Segundo informou o líder do prefeito, vereador Júber Madeira (PSB), a reforma da avenida com a inclusão dos itens essenciais que não constaram do projeto executivo, terá início já no dia 27 de junho.
“A Prefeitura vai tomar todos os cuidados para não perder essa garantia e buscar as responsabilidades”, afirmou.

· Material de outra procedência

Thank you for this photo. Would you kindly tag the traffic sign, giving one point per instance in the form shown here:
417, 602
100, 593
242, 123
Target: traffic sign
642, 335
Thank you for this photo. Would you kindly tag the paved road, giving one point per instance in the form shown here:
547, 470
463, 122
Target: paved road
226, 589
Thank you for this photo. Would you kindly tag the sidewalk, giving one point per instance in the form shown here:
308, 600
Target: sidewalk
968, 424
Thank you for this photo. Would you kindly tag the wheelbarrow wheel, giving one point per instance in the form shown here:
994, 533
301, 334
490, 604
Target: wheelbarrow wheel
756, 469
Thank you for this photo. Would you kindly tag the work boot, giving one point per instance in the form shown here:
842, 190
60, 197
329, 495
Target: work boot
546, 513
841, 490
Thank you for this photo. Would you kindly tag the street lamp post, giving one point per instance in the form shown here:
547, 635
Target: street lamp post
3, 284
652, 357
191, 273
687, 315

“É uma questão séria, grave. Que as responsabilidades sejam apuradas com o encaminhamento das denúncias aos órgãos fiscalizadores”, disse ele, o que já foi feito, em parte, pelo prefeito ao enviar o caso para ser apurado pelo Ministério Público de Minas Gerais, Curadoria do Patrimônio Público.
Cortina de fumaça
Para o vereador Neidson Freitas (MDB), se houve mesmo essa falha e negligência, que as responsabilidades sejam apuradas. “O ouvinte (que acompanha a reunião da Câmara pelas emissoras de rádio) deve estar achando que acabou a avenida, que tudo se pôs perder”, disse ele.

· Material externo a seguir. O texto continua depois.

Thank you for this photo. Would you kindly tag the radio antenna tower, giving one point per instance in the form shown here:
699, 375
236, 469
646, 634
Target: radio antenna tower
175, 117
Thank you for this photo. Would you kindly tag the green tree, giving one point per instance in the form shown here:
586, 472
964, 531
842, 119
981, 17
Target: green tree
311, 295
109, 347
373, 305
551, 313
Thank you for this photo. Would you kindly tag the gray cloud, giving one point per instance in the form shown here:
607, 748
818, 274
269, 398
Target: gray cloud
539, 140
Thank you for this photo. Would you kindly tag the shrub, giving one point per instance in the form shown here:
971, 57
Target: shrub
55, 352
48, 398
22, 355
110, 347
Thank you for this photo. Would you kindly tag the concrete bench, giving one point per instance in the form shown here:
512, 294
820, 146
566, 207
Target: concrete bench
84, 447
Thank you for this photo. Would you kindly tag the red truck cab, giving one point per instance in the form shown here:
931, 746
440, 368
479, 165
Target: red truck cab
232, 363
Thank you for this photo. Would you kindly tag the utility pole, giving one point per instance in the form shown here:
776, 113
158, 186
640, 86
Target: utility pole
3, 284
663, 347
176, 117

“Não é bem assim. A avenida está lá e precisa de uma manutenção cara, mas que é possível de ser feita”, sustentou. “Para apurar as responsabilidades existem os órgãos de controle.”
Segundo ele, a denúncia do “escândalo” da avenida Machado de Assis não passa de uma “cortina de fumaça” para esconder a incompetência da atual administração.
“Marco Antônio está morrendo de medo de entrar para a história como o pior prefeito de Itabira. Essa narrativa de que a cidade está arrasada, que nada do que foi feito pelas administrações passadas presta, serve para esconder a sua própria incompetência administrativa, a sua falta de gestão”, sustentou o oposicionista no pinga-fogo da Câmara.
Ele propôs aos vereadores investigarem também o excessivo número de consultorias que a Prefeitura tem contratado, sem o devido processo licitatório. “Uma dessas consultorias foi contratada pegando carona numa licitação da cidade de Sinop, do Mato Grosso, para fazer diagnóstico da gestão municipal”, denunciou.
“Na Fundação Cultural estão contratando uma consultoria por R$ 100 mil, de uma empresa cujo capital social é de R$ 2 mil, para fazer um diagnóstico da cultura em Itabira. Outra consultoria é para fazer o diagnóstico do esporte na cidade”, relacionou.
“Precisamos acabar com essa farra de gastos com essas consultorias, com o dinheiro do povo”, propôs o líder da oposição na Câmara, levantando também uma “cortina de fumaça” para desviar a atenção do “escândalo” da Machado de Assis, que é da administração passada da qual Freitas foi dedicado e eficiente líder.
Cadê a fiscalização da obra? Quem assina ou assinou as planilhas da obra? Os cronogramas foram cumpridos? Certa vez respondi sobre um contrato de instalações de mata burros na zona rural de Itabira, e que foi devidamente arquivado pela comprovação por mim apresentada junto ao TCE. Cabe agora fazer o mesmo. Chame o fiscal, o engenheiro e todos os envolvidos e façam uma auditoria completa. Passando pelo projeto até chegar aos responsáveis.